HEALTHBEAT: Diseases jump from animals to
humans
The Associated Press
Published June 9, 2003 WIMonkeypoxAnimals
WASHINGTON - The monkeypox outbreak
illustrates a growing problem: Exotic animals give exotic diseases to people
who get too close, a trend that some medical specialists call a serious public
health threat.
Such diseases
can become a threat not just to the people who buy and sell exotic pets, but to
the general public if they spread to native animals and become established in
the United States. Federal health officials are working frantically to ensure
that doesn't happen with monkeypox.
"This is
a harbinger of things to come," warns Michael Osterholm of the University
of Minnesota, who advises the government on infectious disease - and has long
warned that there's too little oversight of the health threats of imported
animals.
"There
are some of us who feel like lone voices in the night" in calling for
better scrutiny, adds Peter Jahrling, a scientist at the U.S. Army Medical
Research Institute. "Perhaps incidents like this might bring some
much-needed re-examinations."
Monkeypox, a
relative of smallpox usually found in tropical African forests, apparently
jumped from an imported Gambian giant rat into prairie dogs when both species
were being housed together by an exotic pet distributor in Illinois.
Health
officials are investigating nearly three dozen possible cases of monkeypox in
people who bought or cared for the prairie dogs, in Wisconsin, Indiana and
Illinois. The outbreak marks the first time monkeypox has been detected in the
Western hemisphere.
Nor is it the
only threat, say critics who fear a growing trend.
SARS, the
respiratory epidemic, is thought to have come from civet cats bred as an exotic
meat in Chinese markets where bats, snakes, badgers and other animals live in
side-by-side cages until they become someone's dinner.
Japan
recently banned the importation of prairie dogs because they can carry plague.

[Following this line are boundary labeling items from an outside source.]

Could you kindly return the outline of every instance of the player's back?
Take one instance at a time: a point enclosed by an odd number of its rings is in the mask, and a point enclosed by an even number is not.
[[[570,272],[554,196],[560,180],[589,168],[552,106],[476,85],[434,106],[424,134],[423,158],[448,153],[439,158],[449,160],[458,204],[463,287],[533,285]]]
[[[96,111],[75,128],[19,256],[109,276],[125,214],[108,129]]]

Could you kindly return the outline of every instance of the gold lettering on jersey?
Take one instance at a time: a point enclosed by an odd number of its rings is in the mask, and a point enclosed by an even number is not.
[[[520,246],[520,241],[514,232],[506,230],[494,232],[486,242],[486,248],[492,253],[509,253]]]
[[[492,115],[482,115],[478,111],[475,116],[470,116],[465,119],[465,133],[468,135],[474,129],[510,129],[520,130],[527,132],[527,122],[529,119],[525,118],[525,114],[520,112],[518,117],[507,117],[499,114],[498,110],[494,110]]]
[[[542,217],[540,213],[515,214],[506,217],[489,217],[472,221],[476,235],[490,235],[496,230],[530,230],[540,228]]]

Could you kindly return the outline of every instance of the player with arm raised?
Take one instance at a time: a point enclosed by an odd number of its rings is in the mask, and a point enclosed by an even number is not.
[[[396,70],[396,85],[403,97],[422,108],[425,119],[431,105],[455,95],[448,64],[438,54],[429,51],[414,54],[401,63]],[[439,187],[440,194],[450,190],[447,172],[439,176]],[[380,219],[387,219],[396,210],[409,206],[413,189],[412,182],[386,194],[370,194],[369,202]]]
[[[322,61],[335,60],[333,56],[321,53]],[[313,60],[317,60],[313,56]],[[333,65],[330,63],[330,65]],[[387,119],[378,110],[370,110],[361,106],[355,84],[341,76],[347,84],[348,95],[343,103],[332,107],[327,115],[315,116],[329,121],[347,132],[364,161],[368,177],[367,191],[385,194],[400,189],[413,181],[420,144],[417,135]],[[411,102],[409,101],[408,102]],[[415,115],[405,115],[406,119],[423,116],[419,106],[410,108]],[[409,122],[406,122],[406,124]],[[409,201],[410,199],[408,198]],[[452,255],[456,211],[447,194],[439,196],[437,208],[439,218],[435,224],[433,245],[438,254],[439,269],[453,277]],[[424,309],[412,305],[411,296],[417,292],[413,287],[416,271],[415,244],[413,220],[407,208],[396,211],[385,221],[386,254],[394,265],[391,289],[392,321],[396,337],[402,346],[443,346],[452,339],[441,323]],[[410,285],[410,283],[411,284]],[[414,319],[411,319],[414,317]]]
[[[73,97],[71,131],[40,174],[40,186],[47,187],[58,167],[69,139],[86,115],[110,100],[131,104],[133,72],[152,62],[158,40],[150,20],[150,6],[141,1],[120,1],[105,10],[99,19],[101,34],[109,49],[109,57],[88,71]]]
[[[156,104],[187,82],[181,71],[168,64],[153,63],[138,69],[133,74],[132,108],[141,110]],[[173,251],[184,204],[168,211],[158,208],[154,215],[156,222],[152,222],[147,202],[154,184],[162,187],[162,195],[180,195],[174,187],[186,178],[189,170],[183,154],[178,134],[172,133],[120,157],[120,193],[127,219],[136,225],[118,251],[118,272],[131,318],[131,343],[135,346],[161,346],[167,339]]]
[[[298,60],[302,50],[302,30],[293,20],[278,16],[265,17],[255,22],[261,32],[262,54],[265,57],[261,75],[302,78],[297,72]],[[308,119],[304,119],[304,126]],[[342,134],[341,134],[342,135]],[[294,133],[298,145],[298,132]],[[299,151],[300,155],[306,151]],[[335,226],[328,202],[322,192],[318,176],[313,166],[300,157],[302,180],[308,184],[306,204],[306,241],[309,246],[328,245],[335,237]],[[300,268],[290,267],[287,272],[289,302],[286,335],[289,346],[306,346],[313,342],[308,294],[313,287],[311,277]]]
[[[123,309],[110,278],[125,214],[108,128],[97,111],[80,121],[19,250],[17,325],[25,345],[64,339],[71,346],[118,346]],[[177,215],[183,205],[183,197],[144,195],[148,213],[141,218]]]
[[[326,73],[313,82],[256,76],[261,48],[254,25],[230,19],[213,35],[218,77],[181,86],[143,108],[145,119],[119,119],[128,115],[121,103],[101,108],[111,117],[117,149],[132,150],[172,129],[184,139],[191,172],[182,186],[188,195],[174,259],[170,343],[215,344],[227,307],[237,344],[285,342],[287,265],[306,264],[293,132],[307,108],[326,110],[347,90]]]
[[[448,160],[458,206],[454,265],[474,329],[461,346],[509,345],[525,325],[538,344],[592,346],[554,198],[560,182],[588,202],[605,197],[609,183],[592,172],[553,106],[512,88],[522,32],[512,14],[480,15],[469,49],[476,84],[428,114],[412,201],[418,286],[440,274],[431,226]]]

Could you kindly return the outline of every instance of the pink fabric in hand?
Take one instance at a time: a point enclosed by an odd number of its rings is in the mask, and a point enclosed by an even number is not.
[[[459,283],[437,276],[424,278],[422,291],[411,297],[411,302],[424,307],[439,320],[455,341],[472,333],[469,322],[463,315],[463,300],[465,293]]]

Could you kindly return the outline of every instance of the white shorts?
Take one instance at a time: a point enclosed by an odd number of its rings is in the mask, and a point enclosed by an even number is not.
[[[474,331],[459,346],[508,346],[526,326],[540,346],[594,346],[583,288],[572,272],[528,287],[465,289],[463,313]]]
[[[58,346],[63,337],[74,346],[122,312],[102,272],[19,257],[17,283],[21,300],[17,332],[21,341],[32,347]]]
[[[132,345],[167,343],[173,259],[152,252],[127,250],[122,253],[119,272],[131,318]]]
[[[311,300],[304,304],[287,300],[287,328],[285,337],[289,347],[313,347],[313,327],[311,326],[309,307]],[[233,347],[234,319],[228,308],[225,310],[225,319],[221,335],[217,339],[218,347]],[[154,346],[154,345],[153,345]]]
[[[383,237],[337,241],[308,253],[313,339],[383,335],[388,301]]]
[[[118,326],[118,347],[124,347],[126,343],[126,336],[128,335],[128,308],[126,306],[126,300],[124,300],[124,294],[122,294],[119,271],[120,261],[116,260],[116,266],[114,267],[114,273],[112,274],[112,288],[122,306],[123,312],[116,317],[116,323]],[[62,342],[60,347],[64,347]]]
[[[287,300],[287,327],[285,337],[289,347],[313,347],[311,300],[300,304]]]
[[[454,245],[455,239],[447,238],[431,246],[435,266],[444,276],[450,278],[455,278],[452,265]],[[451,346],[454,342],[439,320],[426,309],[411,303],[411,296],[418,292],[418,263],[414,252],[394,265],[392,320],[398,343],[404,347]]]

The rodents had been wildly popular as pets in that country.
Just last
summer, a group of prairie dogs caught in South Dakota was discovered to have
another dangerous infection, tularemia - noticed only after the animals were
shipped to 10 other states and five other countries. While the Centers for
Disease Control and Prevention never recorded any human illnesses, it advised
adults who handled the ill rodents to take precautionary antibiotics.
Then there's
salmonella, which iguanas and other reptiles, as well as birds, routinely shed
in their feces. The CDC counts a stunning 90,000 people a year believed to have
caught salmonella from some form of contact with a reptile, either touching it
or touching a surface where the reptile had tracked the bacteria.
A common
scenario, Osterholm says: Parents wash the reptile cage in a bathtub or sink
their child uses, and the child gets sick. Salmonella can be life-threatening
in children.
Worse is if a
disease jumps from exotic pets into native wildlife - a threat whenever owners
dump an animal that gets too large or tiresome to care for.
CDC's Dr.
Steve Ostroff made a plea Monday for prairie-dog owners not to release their
animals into the wild, but to call a veterinarian or their state health
department for proper care information. Call ahead before taking a sick prairie
dog to a veterinary clinic to guard against possible exposure of other animals
to monkeypox, he said.
Already, a
sick prairie dog has infected a rabbit who lived in the same house; Jahrling
worries that hamsters and gerbils could be incubating monkeypox from pet-store
transmission; in Africa, squirrels carry the virus.
"Even if
we do manage to bring the prairie dog problem under control, it's very
important that we keep our guard up" by watching for monkeypox in other
species, Ostroff said Monday.
There are no
good counts of how many exotic animals are sold, but they're immensely popular,
says Richard Farinato, director of the Humane Society of America's captive
wildlife program. Some 800,000 iguanas alone are imported for the pet trade.
There is
little federal scrutiny of most imported animals for potential human health
risk, and rules on owning and selling exotic animals vary by state and city.
"We have
a policy that says don't buy these kinds of animals as pets. This (monkeypox)
is one example of why," Farinato says.
But even the
critics aren't immune to the lure of exotic pets. Osterholm several years ago
let his teenage son buy an African dwarf hedgehog, another pet fad - on
condition that it be tested for disease. Osterholm's laboratory found the
animal harbored three strains of salmonella never before seen in Minnesota.
They kept the
hedgehog, but "extreme hand washing took place," Osterholm recalls.
"It wasn't that fun."
EDITOR'S NOTE - Lauran Neergaard
covers health and medical issues for The Associated Press in Washington.